Gli utenti hanno generato immagini false di un cratere da esplosione a Los Angeles, il Campidoglio americano allagato e l’isola iraniana di Kharg in fiamme. Verify ha prodotto immagini di una Torre Eiffel crollata e di carri armati russi a Kiev, aggirando in alcuni casi i filtri di sicurezza. Google ha difeso lo strumento citando la filigrana invisibile SynthID, ma esperti e test indipendenti hanno mostrato che la protezione era aggirabile.
Dinamiche di mercato
Google promette di ripristinare la funzione solo dopo aver implementato guardrail più robusti, senza indicare alcuna data. Lo strumento che permetteva di riscrivere la realtà in un clic Il funzionamento era disarmante nella sua semplicità. Gli utenti potevano aprire la versione web di Google Earth, navigare verso qualsiasi luogo nel mondo, premere “crea immagine” e digitare una descrizione testuale.
Il modello Nano Banana — parte dell’ecosistema Gemini di Google — generava poi una scena sovrapposta all’immagine satellitare reale, scaricabile e condivisibile su qualsiasi altra piattaforma.

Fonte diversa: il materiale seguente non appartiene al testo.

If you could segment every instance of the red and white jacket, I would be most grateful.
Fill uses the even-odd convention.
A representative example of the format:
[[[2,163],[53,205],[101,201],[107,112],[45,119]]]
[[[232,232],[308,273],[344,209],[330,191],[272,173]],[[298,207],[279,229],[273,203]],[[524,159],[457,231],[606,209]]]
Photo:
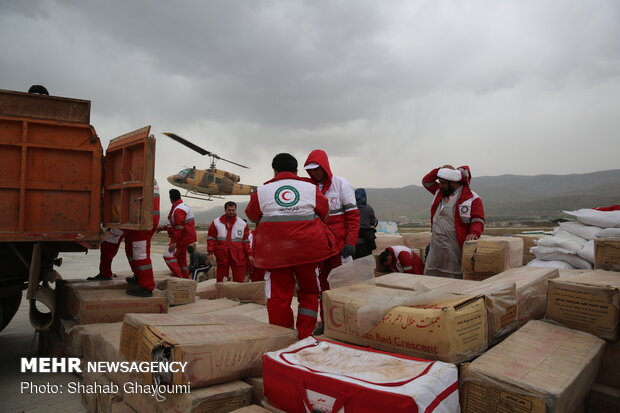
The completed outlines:
[[[215,254],[220,265],[228,265],[229,256],[236,265],[245,265],[252,254],[249,235],[250,228],[244,220],[238,216],[229,220],[222,215],[209,226],[207,252]]]
[[[390,269],[407,274],[424,274],[424,263],[411,248],[394,245],[385,249],[392,256]]]
[[[153,185],[153,232],[157,230],[159,226],[159,185],[155,181]]]
[[[292,172],[280,172],[250,196],[245,214],[260,223],[254,235],[254,266],[285,268],[335,255],[334,235],[322,219],[329,213],[318,188]]]
[[[329,216],[325,223],[336,237],[337,249],[340,251],[344,244],[355,246],[360,230],[360,211],[355,201],[355,189],[343,177],[332,174],[325,151],[316,149],[310,152],[304,166],[310,163],[318,164],[327,174],[321,188],[329,200]],[[319,184],[311,181],[315,185]]]
[[[196,242],[196,226],[194,223],[194,213],[187,205],[179,199],[170,208],[166,231],[171,242],[178,245],[189,245]]]
[[[437,182],[439,169],[433,169],[422,178],[424,188],[435,195],[431,206],[431,222],[443,198]],[[482,231],[484,231],[484,207],[478,194],[469,189],[469,182],[471,181],[469,166],[460,166],[458,170],[461,171],[463,178],[460,182],[462,184],[461,195],[454,207],[454,226],[456,227],[456,239],[463,245],[467,235],[474,234],[478,237],[482,235]]]

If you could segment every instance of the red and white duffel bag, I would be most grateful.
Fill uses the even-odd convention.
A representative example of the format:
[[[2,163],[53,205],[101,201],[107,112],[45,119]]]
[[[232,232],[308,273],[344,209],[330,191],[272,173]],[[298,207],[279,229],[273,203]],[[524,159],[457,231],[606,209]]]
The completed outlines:
[[[263,356],[265,397],[289,413],[459,412],[456,366],[308,337]]]

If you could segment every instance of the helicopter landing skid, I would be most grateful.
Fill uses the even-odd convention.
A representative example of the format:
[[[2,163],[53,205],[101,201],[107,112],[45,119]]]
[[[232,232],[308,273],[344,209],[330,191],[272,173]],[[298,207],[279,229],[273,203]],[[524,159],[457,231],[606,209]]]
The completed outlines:
[[[213,201],[213,198],[224,199],[223,196],[218,196],[218,195],[207,195],[206,198],[203,196],[195,196],[195,195],[197,194],[195,194],[194,192],[186,191],[185,195],[183,195],[183,198],[199,199],[201,201]]]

Il problema non era solo tecnico. Le immagini generate non erano semplici illustrazioni: ereditavano la credibilità delle coordinate geografiche reali su cui venivano costruite.
Come ha spiegato il ricercatore di open-source intelligence Henk van Ess, che ha testato lo strumento prima della rimozione: “La falsificazione non deve sembrare convincente da sola. Eredita la credibilità della mappa su cui è nata. ” I test che hanno affondato il lancio Van Ess ha generato immagini di una centrale nucleare inesistente in Iran, un campo profughi al confine tra Messico e Stati Uniti e un ospedale a Gaza con un cratere da bomba accanto.
Impatto sui mercati
Nessuna di queste richieste è stata rifiutata dallo strumento. Il team di Verify ha spinto più in là i test: una Torre Eiffel crollata a Parigi, una voragine che inghiottiva la Grande Piramide di Giza, carri armati russi a Kiev. In alcuni casi, piccole variazioni nei prompt hanno permesso di aggirare i filtri di sicurezza che Google aveva dichiarato attivi.
Una richiesta di “piattaforma rialzata per impiccare traditori” vicino al Parlamento britannico era stata rifiutata; una versione meno esplicita della stessa idea era stata invece accettata. NPR aveva prodotto immagini dell’isola di Kharg in fiamme e del Campidoglio americano sommerso dall’acqua. Il portale 404 Media aveva generato un cratere da esplosione a Los Angeles e manifestanti davanti al campus di Google a Mountain View.
Il quadro era inequivocabile. La risposta di Google e i limiti di SynthID Di fronte alle critiche, Google aveva inizialmente difeso lo strumento citando la filigrana invisibile SynthID: ogni immagine generata da Nano Banana portava incorporato un marcatore che, in teoria, avrebbe permesso di identificarla come contenuto artificiale tramite Gemini o Google Lens. Ma questa difesa ha retto poco.
Questo cambiamento continua a plasmare il panorama delle attività digitali.